= Peggy Wong =

Hong Kong politician

Peggy Wong Pik-kiu (黃碧嬌; born 21 January 1965) is a Hong Kong politician and a member of the Democratic Alliance for the Betterment and Progress of Hong Kong (DAB). She is currently the district councillor for the Tai Po South constituency of the Tai Po District Council and a member of the team of Gary Chan, the current DAB chairman and Legislative Council member. She previously served as chairman of the Tai Po District Council and as councillor for the Kwong Fuk & Plover Cove constituency.

==Controversy==
===Wang Fuk Court Fire===
The Wang Fuk Court owners' corporation hired Prestige Construction and Engineering Company to carry out the works, involving about HK$330 million, which was said to be the most expensive option among the proposed renovation plans. The corporation issued a lawyer's letter requiring each household to contribute HK$160,000 to HK$180,000, sparking controversy. According to the meeting minutes of the Wang Fuk Court owners' corporation, attendees of the corporation's 25th Annual General Meeting held in September 2024 included DAB district councillors Peggy Wong Pik-kiu and Mui Siu-fung, as well as BPA district councillor Lo Hiu-fung. The meeting included discussions regarding the renovation works.
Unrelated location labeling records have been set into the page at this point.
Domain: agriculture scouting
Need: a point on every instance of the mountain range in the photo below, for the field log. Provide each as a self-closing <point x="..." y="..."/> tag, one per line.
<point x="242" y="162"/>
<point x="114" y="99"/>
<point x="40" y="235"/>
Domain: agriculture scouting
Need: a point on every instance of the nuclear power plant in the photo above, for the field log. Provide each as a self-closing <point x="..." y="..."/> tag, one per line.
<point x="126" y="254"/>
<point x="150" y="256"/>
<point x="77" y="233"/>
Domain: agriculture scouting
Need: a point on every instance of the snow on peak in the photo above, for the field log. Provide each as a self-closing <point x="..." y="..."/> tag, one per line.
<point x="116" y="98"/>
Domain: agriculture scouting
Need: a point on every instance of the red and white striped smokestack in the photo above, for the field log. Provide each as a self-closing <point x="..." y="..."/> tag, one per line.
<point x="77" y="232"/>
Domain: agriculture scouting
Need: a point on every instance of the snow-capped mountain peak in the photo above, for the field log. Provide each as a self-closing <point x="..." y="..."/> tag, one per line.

DAB Tai Po South District Councillor Peggy Wong Pik-kiu served as an adviser to the owners' corporation during the promotion of the renovation plan. She also posted on social media supporting the proposal. Later, the original corporation was subjected to a recall by owners due to the renovation controversy. Wong further defended the original corporation and accused Winfield Cheung Wing-fai, who assisted in opposing the plan, of "spreading misleading claims."

After the Wang Fuk Court fire, the DAB issued a statement saying it had not taken part in the proposal tendering process and claimed that related accusations were untrue. Wong responded that she had ceased to be an adviser to the corporation after its reshuffle in September 2024 and that she had no knowledge of any subsequent maintenance matters of the estate. However, according to Scoop, the general meeting of Wang Fuk Court owners had approved the HK$330 million maintenance project back in January 2024. Wong stated that the entire tendering process was led by the Urban Renewal Authority's "Smart Tender" platform and that she had not participated in any decision-making. She further claimed that Wang Fuk Court did not fall within the Tai Po South constituency, but according to the Electoral Affairs Commission's constituency boundaries, the estate is in fact within the constituency. On the morning of November 30th, Peggy Wong went to the memorial site in Tai Po to express her condolences. When asked whether she, as a key promoter of the major renovation, should take responsibility or assist in following up, she did not respond at all and immediately entered the hall to sign the condolence book.